There are noticeable parallels between Mark and John. Each live in isolation, prisoners of their respective economic circumstances and lacking the social skills to sustain relationships. They each struggle to meet the expectations associated with their last names and form an unsettling father-son, mentor-apprentice, boss-employee relationship. It’s unsettling namely because of the gross imbalance of power between the two. John exploits Mark for cheap labor. He takes advantage of Mark’s craving for attention and turns him to cocaine and alcohol, valuing his existence only to the extent that he is able to turn in wins on the wrestling mat. Perhaps more deceitful is the way John leverages his relationship with Mark to get what he really wants: Mark’s brother Dave.

Tragically and inevitably (and tragic because of its inevitability), Mark and Dave both eventually succumb to John’s wishes — they move to the estate and train at the facilities, a move which forever indebts them to John, at least in John’s eyes. Dave is a smart, friendly, thoroughly likeable guy who shows genuine care for his younger brother and a definite skill for coaching. His presence focuses Mark and seems to balance out the harm John has caused.

But in spite of his coaching prowess, and perhaps because of it, Dave’s presence ultimately threatens Du Pont’s control over Mark. In a particularly memorable scene, Dave is helping Mark lose twelve pounds in ninety minutes (!) to make weight for a match. Through Mark’s hazy, physically exhausted eyes we see John enter the room and try to get involved in Mark’s workout. Before he gets close, though, Dave intervenes, barring John from talking to Mark. It’s a fabulous moment in which the tension between the three of men is represented in an intimate and visceral way.
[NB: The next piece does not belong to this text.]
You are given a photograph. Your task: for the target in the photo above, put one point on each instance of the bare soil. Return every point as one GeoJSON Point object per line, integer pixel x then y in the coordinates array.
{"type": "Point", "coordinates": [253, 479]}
It also emphasizes Mark’s vulnerability as the two main familial figures in his life vie for control over him.

The relationship triangle between these men is the crux of the film and the shifting of power over Mark from Dave to John and back to Dave paves the way for the crime on which the film is based. Bennett emphasizes distance throughout, using plenty of medium and wide shots and long takes to make the cold landscape of the estate feel unsettling and isolating. We also feel distance from John himself. Not only are his motivations fuzzy as a result of his apparent mental instability, but Steve Carell’s face is heavily obfuscated under mounds of makeup and a hooked nose that will haunt your dreams. We can’t relate to this character and now we don’t even recognize the actor playing this character.

Though Bennett’s commitment to distance leads to an emotional disconnect at times, it is effective in creating a world in which the characters and viewers feel simultaneously safe and disturbed. I promise you will be disappointed if you walk into the theater expecting a ‘thriller,’ in the literal sense of the genre, as it was unfortunately marketed. The film is a slog by any standards, let alone those established by fast-paced thrillers. But its deliberate pacing is worth it if you, the viewer, aren’t in a rush to get anywhere.